WSMS
- Artesia, Mississippi; United States;
- Broadcast area: Columbus-Starkville-West Point
- Frequency: 99.9 MHz
- Branding: 99.9 The Fox

Programming
- Format: Album-oriented rock
- Affiliations: Westwood One

Ownership
- Owner: Cumulus Media; (Cumulus Licensing LLC);
- Sister stations: WKOR-FM; WMXU; WNMQ;

History
- First air date: 1987
- Former call signs: WZIX (1984–1991); WJWF-FM (1991–1993); WQNN (1993–1996);

Technical information
- Licensing authority: FCC
- Facility ID: 6664
- Class: C2
- ERP: 47,000 watts
- HAAT: 154 meters (505 ft)
- Transmitter coordinates: 33°39′14.4″N 88°37′15.2″W﻿ / ﻿33.654000°N 88.620889°W

Links
- Public license information: Public file; LMS;
- Webcast: Listen live; Listen live (via iHeartRadio);
- Website: 999thefoxrocks.com

= WSMS =

WSMS (99.9 FM, "The Fox") is a radio station licensed to Artesia, Mississippi, United States, broadcasting an album-oriented rock format.
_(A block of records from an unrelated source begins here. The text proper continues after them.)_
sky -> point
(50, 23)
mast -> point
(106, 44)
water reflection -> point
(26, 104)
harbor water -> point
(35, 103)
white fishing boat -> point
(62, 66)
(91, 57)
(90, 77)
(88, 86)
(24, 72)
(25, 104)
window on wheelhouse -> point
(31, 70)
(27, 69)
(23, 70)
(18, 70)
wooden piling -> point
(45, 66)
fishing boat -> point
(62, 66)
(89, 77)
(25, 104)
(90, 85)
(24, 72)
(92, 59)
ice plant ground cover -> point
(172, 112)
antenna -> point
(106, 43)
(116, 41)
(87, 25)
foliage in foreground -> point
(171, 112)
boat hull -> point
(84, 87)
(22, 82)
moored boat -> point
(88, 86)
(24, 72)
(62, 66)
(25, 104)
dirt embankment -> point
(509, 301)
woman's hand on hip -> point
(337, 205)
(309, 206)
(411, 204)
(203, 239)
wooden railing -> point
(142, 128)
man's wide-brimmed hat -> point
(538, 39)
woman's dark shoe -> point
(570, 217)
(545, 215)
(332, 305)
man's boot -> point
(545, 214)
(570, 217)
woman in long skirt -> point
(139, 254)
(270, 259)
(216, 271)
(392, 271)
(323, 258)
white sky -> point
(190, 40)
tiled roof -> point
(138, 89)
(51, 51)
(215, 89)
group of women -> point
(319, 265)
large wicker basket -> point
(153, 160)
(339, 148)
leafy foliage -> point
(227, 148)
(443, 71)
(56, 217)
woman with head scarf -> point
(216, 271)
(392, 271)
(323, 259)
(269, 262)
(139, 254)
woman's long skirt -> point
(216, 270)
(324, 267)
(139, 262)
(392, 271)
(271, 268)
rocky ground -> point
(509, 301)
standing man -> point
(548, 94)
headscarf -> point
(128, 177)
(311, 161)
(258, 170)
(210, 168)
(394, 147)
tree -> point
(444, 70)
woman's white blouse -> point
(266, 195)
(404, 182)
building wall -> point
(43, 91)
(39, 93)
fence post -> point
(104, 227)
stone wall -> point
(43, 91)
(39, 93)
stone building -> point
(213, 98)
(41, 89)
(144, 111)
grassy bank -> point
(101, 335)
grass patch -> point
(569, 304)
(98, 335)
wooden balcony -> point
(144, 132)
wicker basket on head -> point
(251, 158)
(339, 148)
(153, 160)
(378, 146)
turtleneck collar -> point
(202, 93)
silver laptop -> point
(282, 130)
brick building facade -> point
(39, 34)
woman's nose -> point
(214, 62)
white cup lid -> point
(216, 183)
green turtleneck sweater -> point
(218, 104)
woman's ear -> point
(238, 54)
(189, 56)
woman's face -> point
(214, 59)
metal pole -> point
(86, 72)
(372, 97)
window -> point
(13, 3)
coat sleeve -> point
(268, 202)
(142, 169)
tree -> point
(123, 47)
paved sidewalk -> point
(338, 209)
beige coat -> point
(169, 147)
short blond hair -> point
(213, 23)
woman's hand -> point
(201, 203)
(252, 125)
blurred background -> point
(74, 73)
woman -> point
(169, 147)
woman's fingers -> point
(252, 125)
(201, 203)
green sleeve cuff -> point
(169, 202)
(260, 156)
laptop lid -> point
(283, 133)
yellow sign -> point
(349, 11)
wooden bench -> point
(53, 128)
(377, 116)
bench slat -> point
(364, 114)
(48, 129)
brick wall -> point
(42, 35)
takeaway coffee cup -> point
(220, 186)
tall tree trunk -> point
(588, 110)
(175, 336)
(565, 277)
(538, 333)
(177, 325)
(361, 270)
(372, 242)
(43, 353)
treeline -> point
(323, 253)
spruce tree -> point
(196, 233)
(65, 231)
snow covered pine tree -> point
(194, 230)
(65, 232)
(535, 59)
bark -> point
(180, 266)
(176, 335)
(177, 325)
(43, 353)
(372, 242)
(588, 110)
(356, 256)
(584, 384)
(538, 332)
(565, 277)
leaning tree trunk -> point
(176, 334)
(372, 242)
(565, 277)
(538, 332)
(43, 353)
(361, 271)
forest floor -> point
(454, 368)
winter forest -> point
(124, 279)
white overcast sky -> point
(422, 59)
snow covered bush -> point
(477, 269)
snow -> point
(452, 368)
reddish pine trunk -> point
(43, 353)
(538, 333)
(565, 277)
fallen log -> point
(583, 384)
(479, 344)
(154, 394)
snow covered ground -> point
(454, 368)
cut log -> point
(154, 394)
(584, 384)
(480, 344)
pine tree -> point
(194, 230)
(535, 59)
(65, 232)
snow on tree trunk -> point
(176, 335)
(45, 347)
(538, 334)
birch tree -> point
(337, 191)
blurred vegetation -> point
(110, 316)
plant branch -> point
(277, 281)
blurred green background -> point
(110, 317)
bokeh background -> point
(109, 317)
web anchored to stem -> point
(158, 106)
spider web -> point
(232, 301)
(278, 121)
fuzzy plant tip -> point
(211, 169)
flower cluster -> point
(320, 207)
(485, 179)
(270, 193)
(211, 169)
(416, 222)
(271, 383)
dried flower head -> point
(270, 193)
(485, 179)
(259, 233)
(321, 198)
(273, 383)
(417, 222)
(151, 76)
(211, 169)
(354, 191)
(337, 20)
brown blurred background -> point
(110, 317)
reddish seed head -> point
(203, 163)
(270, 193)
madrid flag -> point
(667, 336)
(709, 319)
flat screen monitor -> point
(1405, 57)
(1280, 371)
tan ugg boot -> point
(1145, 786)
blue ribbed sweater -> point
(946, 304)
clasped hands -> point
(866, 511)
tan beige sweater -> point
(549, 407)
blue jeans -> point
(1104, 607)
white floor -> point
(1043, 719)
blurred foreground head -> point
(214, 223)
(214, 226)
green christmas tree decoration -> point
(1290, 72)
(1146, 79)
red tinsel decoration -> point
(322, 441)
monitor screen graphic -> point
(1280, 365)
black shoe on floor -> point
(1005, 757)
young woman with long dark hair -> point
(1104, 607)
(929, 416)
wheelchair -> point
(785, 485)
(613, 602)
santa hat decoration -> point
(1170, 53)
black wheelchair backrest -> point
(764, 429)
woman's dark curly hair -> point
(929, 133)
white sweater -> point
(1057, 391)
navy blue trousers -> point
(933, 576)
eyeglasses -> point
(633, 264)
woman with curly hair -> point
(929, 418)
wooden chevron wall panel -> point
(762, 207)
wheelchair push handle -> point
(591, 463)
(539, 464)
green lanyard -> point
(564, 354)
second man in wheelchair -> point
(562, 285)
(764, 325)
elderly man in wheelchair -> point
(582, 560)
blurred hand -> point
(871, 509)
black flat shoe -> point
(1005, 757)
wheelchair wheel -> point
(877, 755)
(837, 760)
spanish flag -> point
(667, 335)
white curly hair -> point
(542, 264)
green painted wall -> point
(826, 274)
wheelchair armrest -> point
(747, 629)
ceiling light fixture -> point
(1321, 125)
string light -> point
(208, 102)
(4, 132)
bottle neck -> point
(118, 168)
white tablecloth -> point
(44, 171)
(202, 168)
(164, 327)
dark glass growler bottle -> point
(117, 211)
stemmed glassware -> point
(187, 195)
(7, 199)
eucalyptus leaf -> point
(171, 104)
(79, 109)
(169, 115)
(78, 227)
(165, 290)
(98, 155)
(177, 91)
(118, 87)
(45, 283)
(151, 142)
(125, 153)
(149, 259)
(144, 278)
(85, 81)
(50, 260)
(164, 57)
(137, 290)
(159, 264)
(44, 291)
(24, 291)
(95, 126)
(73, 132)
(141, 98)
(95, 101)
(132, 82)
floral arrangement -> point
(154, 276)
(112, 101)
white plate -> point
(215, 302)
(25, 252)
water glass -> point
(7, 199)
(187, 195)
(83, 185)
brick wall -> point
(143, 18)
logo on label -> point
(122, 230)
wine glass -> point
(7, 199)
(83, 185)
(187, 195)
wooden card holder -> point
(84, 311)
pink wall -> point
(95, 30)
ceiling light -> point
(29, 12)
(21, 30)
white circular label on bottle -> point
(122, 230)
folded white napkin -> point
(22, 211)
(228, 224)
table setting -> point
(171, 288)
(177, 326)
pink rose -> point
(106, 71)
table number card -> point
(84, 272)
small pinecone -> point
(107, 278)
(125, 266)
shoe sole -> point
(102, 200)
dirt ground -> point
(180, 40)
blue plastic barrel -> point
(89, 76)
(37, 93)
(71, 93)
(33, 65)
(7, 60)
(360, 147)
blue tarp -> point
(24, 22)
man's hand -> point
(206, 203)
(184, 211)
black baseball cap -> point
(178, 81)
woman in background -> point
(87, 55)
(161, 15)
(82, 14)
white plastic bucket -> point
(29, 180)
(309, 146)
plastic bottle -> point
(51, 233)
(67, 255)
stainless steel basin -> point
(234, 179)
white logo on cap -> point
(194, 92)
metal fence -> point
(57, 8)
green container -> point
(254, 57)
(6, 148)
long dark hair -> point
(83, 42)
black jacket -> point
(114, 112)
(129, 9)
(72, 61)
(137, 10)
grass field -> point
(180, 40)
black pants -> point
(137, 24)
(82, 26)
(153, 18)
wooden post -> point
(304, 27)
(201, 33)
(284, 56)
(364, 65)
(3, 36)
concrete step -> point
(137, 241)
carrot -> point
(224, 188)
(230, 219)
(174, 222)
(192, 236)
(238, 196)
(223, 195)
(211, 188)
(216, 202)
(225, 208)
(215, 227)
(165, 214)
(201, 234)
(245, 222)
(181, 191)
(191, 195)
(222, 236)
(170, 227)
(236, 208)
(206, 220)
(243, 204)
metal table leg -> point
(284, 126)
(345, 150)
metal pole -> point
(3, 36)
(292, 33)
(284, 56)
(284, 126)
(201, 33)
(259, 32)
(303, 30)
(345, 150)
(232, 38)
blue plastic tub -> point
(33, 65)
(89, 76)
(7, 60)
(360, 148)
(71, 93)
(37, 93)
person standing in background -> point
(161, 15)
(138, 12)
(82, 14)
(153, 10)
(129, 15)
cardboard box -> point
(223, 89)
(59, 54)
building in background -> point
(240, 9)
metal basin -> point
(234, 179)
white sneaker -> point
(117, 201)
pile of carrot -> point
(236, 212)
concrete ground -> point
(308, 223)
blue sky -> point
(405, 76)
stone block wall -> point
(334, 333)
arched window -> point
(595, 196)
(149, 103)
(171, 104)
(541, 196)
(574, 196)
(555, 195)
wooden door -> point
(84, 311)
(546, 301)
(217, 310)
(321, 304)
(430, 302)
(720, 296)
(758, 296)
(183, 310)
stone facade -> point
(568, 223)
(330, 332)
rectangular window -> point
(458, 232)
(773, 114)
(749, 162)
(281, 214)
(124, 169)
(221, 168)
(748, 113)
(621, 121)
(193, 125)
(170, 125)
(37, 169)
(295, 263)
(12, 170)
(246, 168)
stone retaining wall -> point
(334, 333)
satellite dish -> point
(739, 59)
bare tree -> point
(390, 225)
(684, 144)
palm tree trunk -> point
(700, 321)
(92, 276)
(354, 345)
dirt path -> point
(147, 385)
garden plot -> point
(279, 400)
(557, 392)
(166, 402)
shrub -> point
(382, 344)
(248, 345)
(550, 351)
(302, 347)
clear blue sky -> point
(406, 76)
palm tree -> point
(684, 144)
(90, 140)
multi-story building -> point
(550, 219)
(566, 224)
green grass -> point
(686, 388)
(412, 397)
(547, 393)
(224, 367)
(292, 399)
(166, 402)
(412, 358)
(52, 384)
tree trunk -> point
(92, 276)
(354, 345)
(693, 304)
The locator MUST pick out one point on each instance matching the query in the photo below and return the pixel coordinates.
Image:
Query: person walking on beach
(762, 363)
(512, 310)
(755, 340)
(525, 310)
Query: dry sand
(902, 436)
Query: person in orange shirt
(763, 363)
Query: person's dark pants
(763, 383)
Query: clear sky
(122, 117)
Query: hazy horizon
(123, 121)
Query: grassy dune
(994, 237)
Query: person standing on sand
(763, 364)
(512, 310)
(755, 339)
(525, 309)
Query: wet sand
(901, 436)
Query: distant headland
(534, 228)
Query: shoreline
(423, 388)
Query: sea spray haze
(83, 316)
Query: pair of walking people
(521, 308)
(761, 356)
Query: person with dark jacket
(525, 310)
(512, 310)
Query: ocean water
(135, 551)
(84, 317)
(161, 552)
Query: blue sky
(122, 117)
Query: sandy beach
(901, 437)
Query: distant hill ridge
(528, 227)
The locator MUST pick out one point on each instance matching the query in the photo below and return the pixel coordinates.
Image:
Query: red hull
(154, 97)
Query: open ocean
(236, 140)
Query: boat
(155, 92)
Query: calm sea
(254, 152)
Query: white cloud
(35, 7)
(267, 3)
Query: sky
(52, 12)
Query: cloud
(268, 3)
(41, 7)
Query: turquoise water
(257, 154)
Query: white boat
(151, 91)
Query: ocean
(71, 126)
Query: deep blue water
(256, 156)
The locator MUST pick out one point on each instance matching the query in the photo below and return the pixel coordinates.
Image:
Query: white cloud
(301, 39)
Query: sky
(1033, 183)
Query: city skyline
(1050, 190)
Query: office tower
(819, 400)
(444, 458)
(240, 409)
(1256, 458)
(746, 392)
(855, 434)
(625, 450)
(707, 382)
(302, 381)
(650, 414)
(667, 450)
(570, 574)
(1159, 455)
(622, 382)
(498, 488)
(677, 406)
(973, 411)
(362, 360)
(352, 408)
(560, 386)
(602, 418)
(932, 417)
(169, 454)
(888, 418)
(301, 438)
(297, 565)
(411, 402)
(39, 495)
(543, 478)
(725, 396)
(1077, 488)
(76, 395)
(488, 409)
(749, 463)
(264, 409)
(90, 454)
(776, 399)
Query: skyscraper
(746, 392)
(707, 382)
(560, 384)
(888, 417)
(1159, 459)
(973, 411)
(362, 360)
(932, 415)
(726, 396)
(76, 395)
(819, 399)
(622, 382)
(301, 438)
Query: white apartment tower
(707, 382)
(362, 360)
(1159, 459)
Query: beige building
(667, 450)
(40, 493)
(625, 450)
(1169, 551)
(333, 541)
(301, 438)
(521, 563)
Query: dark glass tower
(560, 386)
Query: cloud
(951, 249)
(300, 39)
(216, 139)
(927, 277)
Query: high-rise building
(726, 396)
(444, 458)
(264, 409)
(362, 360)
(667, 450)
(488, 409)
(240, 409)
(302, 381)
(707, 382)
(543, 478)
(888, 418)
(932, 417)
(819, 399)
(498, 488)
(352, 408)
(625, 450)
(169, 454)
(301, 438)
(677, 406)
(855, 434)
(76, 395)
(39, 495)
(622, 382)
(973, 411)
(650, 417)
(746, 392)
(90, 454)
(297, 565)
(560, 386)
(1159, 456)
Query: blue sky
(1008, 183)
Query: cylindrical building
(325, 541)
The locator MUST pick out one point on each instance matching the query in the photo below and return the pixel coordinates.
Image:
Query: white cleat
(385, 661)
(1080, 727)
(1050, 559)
Owned by Cumulus Media, the station serves the Columbus-Starkville-West Point area.

==History==
The Federal Communications Commission issued a construction permit for the station to Bravo Communications, Inc. on May 10, 1984. The station was assigned the call sign WZIX on July 3, 1984, and received its license to cover on July 15, 1987. On June 1, 1991, the station changed its call sign to WJWF-FM. Bravo Communications assigned the station's license to the current owner, Cumulus Media, on February 14, 2002. On April 1, 1993, the station changed its call sign again to WQNN, and on March 1, 1996, to the current WSMS.